NVIDIA AI Just Released cuda-oxide: An Experimental Rust-to-CUDA Compiler Backend that Compiles SIMT GPU Kernels Directly to PTX

NVIDIA AI researchers recently released cuda-oxide, an experimental compiler that allows developers to write CUDA SIMT (Single Instruction, Multiple Threads) GPU kernels in standard Rust code. The project compiles Rust directly to PTX (Parallel Thread Execution) — the assembly-like intermediate representation that CUDA uses to target NVIDIA GPUs — without requiring domain-specific languages, foreign function interface bindings, or C/C++ code.

How This Makes a Change

Writing GPU kernels today typically means writing C++ and using the CUDA programming model directly, or relying on Python-level abstractions like Triton that generate CUDA under the hood. The Rust GPU ecosystem has had projects attempting to bridge this gap — Rust-GPU targets SPIR-V for Vulkan/graphics compute, rust-cuda uses a rustc codegen backend targeting NVVM IR, CubeCL uses an embedded DSL with a JIT runtime that cross-compiles to CUDA/ROCm/WGPU, and std::offload uses LLVM’s implicit offload path.

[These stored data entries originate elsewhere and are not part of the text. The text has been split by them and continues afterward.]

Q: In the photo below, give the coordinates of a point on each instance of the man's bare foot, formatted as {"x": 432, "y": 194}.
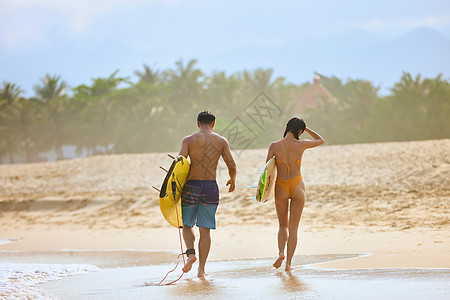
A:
{"x": 279, "y": 260}
{"x": 289, "y": 268}
{"x": 191, "y": 260}
{"x": 202, "y": 274}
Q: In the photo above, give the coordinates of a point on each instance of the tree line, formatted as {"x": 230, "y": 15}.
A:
{"x": 116, "y": 115}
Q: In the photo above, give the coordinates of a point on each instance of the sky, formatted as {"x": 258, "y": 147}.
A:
{"x": 199, "y": 28}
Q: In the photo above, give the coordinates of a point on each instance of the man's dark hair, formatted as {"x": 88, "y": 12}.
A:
{"x": 206, "y": 117}
{"x": 295, "y": 125}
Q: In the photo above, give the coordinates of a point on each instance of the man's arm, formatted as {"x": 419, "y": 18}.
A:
{"x": 184, "y": 148}
{"x": 229, "y": 161}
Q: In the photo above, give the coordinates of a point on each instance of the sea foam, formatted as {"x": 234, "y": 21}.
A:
{"x": 18, "y": 281}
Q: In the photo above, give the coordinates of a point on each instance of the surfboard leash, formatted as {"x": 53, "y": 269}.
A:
{"x": 174, "y": 192}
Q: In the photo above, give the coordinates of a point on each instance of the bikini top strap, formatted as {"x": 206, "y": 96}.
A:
{"x": 286, "y": 149}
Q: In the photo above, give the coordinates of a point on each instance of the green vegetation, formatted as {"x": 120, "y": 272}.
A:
{"x": 115, "y": 115}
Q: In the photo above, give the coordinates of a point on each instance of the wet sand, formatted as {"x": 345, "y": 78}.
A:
{"x": 256, "y": 279}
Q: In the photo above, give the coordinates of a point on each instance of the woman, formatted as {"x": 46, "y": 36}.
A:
{"x": 288, "y": 154}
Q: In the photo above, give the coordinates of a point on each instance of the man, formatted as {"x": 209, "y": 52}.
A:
{"x": 200, "y": 195}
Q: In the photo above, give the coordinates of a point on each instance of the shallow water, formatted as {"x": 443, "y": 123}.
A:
{"x": 242, "y": 279}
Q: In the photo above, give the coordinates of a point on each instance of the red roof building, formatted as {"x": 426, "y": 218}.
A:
{"x": 315, "y": 94}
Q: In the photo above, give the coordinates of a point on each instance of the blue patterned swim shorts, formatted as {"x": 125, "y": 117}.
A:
{"x": 199, "y": 201}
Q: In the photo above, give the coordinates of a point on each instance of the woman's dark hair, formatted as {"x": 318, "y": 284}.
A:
{"x": 206, "y": 117}
{"x": 295, "y": 125}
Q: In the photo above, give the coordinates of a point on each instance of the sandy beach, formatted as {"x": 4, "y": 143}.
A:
{"x": 386, "y": 205}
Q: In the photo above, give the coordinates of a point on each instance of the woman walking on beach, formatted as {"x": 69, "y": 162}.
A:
{"x": 288, "y": 154}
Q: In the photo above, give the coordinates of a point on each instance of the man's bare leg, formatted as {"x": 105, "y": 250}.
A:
{"x": 204, "y": 244}
{"x": 189, "y": 239}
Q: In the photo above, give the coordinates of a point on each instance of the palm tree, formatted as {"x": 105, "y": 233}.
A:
{"x": 17, "y": 120}
{"x": 52, "y": 93}
{"x": 101, "y": 108}
{"x": 9, "y": 97}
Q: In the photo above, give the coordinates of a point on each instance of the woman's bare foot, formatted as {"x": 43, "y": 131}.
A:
{"x": 202, "y": 274}
{"x": 191, "y": 260}
{"x": 279, "y": 260}
{"x": 289, "y": 268}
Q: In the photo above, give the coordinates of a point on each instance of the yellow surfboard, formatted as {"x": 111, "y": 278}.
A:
{"x": 175, "y": 179}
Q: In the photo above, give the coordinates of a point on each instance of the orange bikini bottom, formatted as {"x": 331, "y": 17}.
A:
{"x": 288, "y": 185}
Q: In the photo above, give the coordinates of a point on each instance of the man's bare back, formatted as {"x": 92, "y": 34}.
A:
{"x": 205, "y": 148}
{"x": 200, "y": 195}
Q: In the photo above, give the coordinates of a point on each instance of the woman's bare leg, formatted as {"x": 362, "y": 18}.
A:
{"x": 298, "y": 198}
{"x": 282, "y": 207}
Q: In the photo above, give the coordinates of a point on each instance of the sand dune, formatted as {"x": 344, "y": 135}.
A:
{"x": 387, "y": 185}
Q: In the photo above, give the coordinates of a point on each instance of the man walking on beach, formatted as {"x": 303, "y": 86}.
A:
{"x": 200, "y": 195}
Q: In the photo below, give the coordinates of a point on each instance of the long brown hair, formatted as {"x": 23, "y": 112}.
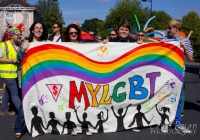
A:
{"x": 66, "y": 33}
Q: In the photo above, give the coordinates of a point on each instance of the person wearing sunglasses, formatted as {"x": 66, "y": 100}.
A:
{"x": 173, "y": 32}
{"x": 113, "y": 33}
{"x": 72, "y": 34}
{"x": 141, "y": 37}
{"x": 9, "y": 67}
{"x": 123, "y": 32}
{"x": 56, "y": 36}
{"x": 37, "y": 34}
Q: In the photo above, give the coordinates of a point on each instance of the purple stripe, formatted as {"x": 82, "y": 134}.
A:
{"x": 55, "y": 72}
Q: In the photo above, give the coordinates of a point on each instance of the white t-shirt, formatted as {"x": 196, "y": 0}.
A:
{"x": 56, "y": 38}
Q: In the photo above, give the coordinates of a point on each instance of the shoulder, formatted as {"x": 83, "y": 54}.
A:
{"x": 51, "y": 37}
{"x": 113, "y": 39}
{"x": 132, "y": 40}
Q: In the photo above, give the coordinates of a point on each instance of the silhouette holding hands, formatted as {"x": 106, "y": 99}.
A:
{"x": 84, "y": 123}
{"x": 138, "y": 118}
{"x": 53, "y": 123}
{"x": 101, "y": 121}
{"x": 120, "y": 118}
{"x": 69, "y": 124}
{"x": 36, "y": 121}
{"x": 163, "y": 115}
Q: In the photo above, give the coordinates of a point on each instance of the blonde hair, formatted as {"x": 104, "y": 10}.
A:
{"x": 175, "y": 23}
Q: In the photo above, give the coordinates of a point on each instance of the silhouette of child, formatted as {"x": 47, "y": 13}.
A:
{"x": 53, "y": 123}
{"x": 69, "y": 124}
{"x": 36, "y": 121}
{"x": 84, "y": 123}
{"x": 101, "y": 121}
{"x": 164, "y": 115}
{"x": 138, "y": 118}
{"x": 120, "y": 118}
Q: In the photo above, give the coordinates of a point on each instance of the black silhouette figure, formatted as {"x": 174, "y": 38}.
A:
{"x": 164, "y": 115}
{"x": 101, "y": 121}
{"x": 36, "y": 121}
{"x": 53, "y": 123}
{"x": 120, "y": 118}
{"x": 68, "y": 124}
{"x": 138, "y": 118}
{"x": 84, "y": 123}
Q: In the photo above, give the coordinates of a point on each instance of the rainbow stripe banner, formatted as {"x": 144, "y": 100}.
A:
{"x": 150, "y": 73}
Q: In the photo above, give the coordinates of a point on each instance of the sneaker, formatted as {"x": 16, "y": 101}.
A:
{"x": 6, "y": 112}
{"x": 182, "y": 128}
{"x": 164, "y": 128}
{"x": 136, "y": 129}
{"x": 74, "y": 133}
{"x": 88, "y": 133}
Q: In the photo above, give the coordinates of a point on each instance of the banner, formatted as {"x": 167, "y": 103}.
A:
{"x": 101, "y": 88}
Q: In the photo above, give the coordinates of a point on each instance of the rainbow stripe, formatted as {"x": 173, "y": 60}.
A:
{"x": 50, "y": 60}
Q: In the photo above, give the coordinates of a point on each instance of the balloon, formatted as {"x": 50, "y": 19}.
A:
{"x": 132, "y": 35}
{"x": 137, "y": 22}
{"x": 151, "y": 33}
{"x": 152, "y": 40}
{"x": 148, "y": 22}
{"x": 134, "y": 30}
{"x": 150, "y": 28}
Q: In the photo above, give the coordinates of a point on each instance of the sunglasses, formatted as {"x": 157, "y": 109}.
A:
{"x": 169, "y": 28}
{"x": 140, "y": 35}
{"x": 54, "y": 27}
{"x": 71, "y": 33}
{"x": 18, "y": 34}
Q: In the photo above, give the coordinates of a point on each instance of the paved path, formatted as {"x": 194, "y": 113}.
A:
{"x": 191, "y": 117}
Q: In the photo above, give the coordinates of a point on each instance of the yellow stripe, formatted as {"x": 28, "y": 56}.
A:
{"x": 58, "y": 54}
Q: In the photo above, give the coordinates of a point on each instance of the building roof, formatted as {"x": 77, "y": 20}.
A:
{"x": 5, "y": 3}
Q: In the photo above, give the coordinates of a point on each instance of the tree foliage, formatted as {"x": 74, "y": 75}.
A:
{"x": 191, "y": 21}
{"x": 161, "y": 20}
{"x": 91, "y": 24}
{"x": 51, "y": 13}
{"x": 124, "y": 10}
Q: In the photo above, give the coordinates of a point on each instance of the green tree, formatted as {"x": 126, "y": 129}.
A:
{"x": 161, "y": 20}
{"x": 90, "y": 24}
{"x": 102, "y": 30}
{"x": 191, "y": 21}
{"x": 124, "y": 10}
{"x": 51, "y": 13}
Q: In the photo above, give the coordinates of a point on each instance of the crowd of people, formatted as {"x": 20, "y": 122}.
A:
{"x": 13, "y": 49}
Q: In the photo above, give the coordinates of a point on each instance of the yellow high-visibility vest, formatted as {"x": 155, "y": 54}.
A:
{"x": 8, "y": 70}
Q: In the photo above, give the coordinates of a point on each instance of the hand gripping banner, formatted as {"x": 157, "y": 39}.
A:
{"x": 99, "y": 87}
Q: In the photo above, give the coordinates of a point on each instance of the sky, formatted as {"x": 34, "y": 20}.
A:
{"x": 80, "y": 10}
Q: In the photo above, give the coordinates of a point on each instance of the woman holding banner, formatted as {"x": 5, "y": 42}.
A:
{"x": 72, "y": 34}
{"x": 174, "y": 28}
{"x": 37, "y": 34}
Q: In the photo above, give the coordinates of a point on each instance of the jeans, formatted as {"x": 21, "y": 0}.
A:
{"x": 12, "y": 92}
{"x": 178, "y": 119}
{"x": 20, "y": 126}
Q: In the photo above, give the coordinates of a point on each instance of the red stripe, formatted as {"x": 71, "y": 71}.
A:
{"x": 177, "y": 50}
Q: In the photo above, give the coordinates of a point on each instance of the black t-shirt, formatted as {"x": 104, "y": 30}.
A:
{"x": 116, "y": 39}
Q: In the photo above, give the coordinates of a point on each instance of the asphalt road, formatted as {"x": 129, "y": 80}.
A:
{"x": 190, "y": 119}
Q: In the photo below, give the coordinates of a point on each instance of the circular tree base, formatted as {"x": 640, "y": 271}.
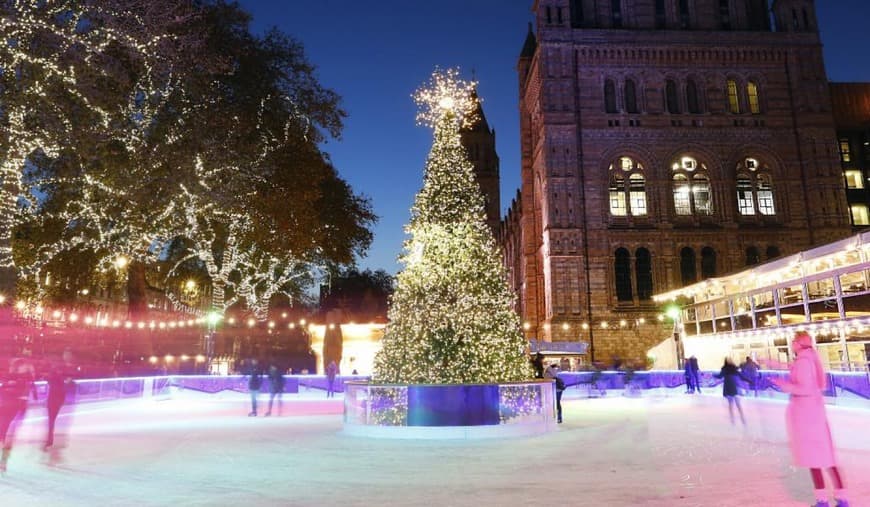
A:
{"x": 449, "y": 411}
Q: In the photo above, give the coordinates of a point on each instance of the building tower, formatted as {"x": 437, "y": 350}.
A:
{"x": 664, "y": 142}
{"x": 479, "y": 141}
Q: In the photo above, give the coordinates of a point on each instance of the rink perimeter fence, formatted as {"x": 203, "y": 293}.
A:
{"x": 843, "y": 387}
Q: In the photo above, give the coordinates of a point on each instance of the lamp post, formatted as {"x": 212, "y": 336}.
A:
{"x": 212, "y": 319}
{"x": 673, "y": 312}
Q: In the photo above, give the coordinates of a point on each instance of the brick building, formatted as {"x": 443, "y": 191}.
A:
{"x": 664, "y": 142}
{"x": 851, "y": 103}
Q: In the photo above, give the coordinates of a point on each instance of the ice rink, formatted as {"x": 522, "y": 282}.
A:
{"x": 656, "y": 450}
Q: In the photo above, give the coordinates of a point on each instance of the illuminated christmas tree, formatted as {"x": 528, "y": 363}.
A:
{"x": 451, "y": 317}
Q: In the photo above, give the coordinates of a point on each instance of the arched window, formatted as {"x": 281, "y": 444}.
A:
{"x": 745, "y": 200}
{"x": 701, "y": 194}
{"x": 637, "y": 194}
{"x": 753, "y": 256}
{"x": 643, "y": 272}
{"x": 661, "y": 17}
{"x": 609, "y": 96}
{"x": 692, "y": 98}
{"x": 576, "y": 13}
{"x": 684, "y": 14}
{"x": 754, "y": 186}
{"x": 772, "y": 252}
{"x": 708, "y": 263}
{"x": 682, "y": 191}
{"x": 733, "y": 99}
{"x": 688, "y": 272}
{"x": 617, "y": 196}
{"x": 633, "y": 194}
{"x": 616, "y": 10}
{"x": 630, "y": 97}
{"x": 671, "y": 97}
{"x": 692, "y": 189}
{"x": 765, "y": 196}
{"x": 622, "y": 270}
{"x": 725, "y": 14}
{"x": 752, "y": 95}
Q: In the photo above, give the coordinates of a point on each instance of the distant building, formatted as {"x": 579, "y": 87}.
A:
{"x": 664, "y": 143}
{"x": 479, "y": 142}
{"x": 852, "y": 116}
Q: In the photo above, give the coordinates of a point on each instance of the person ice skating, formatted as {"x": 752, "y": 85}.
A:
{"x": 553, "y": 373}
{"x": 331, "y": 372}
{"x": 729, "y": 374}
{"x": 809, "y": 434}
{"x": 696, "y": 374}
{"x": 538, "y": 365}
{"x": 276, "y": 388}
{"x": 255, "y": 381}
{"x": 749, "y": 371}
{"x": 15, "y": 387}
{"x": 60, "y": 383}
{"x": 690, "y": 378}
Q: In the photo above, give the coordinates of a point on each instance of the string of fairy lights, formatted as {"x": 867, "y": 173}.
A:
{"x": 284, "y": 320}
{"x": 243, "y": 270}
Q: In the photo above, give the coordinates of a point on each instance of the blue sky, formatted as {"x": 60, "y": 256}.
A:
{"x": 376, "y": 53}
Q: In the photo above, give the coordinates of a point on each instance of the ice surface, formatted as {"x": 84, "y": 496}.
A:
{"x": 655, "y": 450}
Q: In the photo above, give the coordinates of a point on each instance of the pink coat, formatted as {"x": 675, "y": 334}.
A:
{"x": 809, "y": 435}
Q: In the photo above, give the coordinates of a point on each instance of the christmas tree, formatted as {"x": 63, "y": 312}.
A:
{"x": 451, "y": 316}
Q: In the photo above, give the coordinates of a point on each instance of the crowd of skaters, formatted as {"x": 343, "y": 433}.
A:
{"x": 17, "y": 388}
{"x": 274, "y": 376}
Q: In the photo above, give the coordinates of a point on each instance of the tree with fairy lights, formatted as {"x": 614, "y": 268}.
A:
{"x": 451, "y": 316}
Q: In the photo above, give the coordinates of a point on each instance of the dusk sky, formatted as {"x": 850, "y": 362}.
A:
{"x": 376, "y": 53}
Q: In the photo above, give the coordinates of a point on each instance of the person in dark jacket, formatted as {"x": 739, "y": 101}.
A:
{"x": 690, "y": 379}
{"x": 538, "y": 365}
{"x": 729, "y": 375}
{"x": 60, "y": 384}
{"x": 276, "y": 388}
{"x": 696, "y": 374}
{"x": 553, "y": 373}
{"x": 331, "y": 372}
{"x": 15, "y": 386}
{"x": 255, "y": 381}
{"x": 749, "y": 371}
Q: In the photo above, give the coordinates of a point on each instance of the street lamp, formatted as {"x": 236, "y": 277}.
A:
{"x": 673, "y": 313}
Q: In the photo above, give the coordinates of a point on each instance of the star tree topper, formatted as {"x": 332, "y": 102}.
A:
{"x": 446, "y": 94}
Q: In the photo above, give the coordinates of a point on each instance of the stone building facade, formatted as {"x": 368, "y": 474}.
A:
{"x": 851, "y": 103}
{"x": 479, "y": 141}
{"x": 664, "y": 142}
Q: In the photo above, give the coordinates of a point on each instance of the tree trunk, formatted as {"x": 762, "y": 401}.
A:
{"x": 137, "y": 291}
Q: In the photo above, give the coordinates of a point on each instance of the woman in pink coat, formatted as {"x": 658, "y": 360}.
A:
{"x": 809, "y": 434}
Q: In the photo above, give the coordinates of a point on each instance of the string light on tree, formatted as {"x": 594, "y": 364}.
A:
{"x": 451, "y": 318}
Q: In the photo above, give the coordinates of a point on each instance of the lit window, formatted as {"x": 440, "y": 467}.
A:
{"x": 765, "y": 196}
{"x": 617, "y": 196}
{"x": 860, "y": 216}
{"x": 637, "y": 194}
{"x": 845, "y": 150}
{"x": 733, "y": 100}
{"x": 682, "y": 203}
{"x": 752, "y": 94}
{"x": 630, "y": 97}
{"x": 751, "y": 164}
{"x": 854, "y": 179}
{"x": 745, "y": 201}
{"x": 701, "y": 195}
{"x": 609, "y": 96}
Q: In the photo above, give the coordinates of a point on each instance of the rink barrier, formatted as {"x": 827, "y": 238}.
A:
{"x": 853, "y": 385}
{"x": 163, "y": 387}
{"x": 449, "y": 411}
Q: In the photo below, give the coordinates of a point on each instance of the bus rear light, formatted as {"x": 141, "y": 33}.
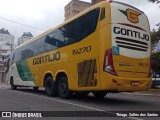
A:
{"x": 108, "y": 63}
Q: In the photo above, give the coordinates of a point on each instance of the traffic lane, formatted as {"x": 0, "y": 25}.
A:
{"x": 22, "y": 101}
{"x": 111, "y": 102}
{"x": 18, "y": 101}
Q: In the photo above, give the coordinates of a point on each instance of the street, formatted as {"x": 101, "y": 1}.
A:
{"x": 26, "y": 99}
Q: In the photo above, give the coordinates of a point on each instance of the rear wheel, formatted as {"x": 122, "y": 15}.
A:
{"x": 50, "y": 87}
{"x": 63, "y": 89}
{"x": 35, "y": 88}
{"x": 13, "y": 87}
{"x": 99, "y": 94}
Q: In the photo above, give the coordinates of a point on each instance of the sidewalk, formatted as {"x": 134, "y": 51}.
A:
{"x": 3, "y": 85}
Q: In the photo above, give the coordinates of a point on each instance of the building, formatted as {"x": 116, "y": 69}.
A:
{"x": 26, "y": 36}
{"x": 6, "y": 46}
{"x": 74, "y": 7}
{"x": 156, "y": 48}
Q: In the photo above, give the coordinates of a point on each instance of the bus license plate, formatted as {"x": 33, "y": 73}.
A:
{"x": 134, "y": 83}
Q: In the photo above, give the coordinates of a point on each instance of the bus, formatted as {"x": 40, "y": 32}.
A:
{"x": 106, "y": 48}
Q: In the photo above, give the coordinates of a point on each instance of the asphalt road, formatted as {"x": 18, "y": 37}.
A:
{"x": 25, "y": 100}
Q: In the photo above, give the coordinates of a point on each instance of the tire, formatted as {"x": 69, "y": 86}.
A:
{"x": 50, "y": 87}
{"x": 63, "y": 89}
{"x": 99, "y": 94}
{"x": 13, "y": 87}
{"x": 35, "y": 88}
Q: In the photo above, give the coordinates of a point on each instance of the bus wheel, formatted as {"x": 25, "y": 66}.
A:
{"x": 35, "y": 88}
{"x": 99, "y": 94}
{"x": 63, "y": 89}
{"x": 51, "y": 87}
{"x": 13, "y": 87}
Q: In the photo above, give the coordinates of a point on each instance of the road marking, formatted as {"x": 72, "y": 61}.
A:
{"x": 62, "y": 101}
{"x": 74, "y": 104}
{"x": 138, "y": 94}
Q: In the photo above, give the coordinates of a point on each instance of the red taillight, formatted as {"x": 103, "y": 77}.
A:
{"x": 108, "y": 63}
{"x": 150, "y": 68}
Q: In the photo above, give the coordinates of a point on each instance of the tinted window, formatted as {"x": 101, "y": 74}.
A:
{"x": 38, "y": 46}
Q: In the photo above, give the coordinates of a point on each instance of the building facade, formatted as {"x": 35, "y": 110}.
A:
{"x": 6, "y": 46}
{"x": 74, "y": 7}
{"x": 26, "y": 36}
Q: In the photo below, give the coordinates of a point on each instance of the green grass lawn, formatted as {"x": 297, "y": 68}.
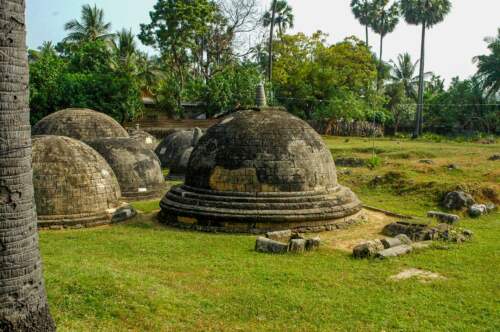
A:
{"x": 141, "y": 276}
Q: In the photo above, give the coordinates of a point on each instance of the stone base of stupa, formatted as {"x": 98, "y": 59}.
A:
{"x": 239, "y": 212}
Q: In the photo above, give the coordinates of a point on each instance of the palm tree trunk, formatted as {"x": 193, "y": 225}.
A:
{"x": 23, "y": 303}
{"x": 270, "y": 63}
{"x": 380, "y": 66}
{"x": 419, "y": 117}
{"x": 366, "y": 32}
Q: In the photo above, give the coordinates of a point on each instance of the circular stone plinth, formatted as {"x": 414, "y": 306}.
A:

cuda-oxide occupies a specific position in this space. Its stated design center is “bringing CUDA into Rust” — kernel authoring, device intrinsics, the SIMT execution model, and the CUDA programming model expressed natively in safe Rust — closer in spirit to writing a __global__ function in C++ than to writing a generic Rust function that happens to run on a GPU. By contrast, the closest neighbor, rust-cuda, focuses on “bringing Rust to NVIDIA GPUs”: Rust ergonomics like async/.await, parts of the standard library running on-device, and a Rust-first programming model that abstracts over CUDA concepts. The NVlabs team notes it has been coordinating with rust-cuda maintainers and considers the two projects complementary.

The Compilation Pipeline

At the core of cuda-oxide is a custom rustc codegen backend — the layer in the Rust compiler responsible for generating machine code. Instead of emitting native CPU code, the rustc-codegen-cuda crate intercepts the compiler at the CodegenBackend::codegen_crate() entry point and runs a separate pipeline for device code:

Rust Source → rustc frontend → rustc_public (Stable MIR) → dialect-mirmem2regdialect-llvm → LLVM IR (.ll) → PTX (.ptx)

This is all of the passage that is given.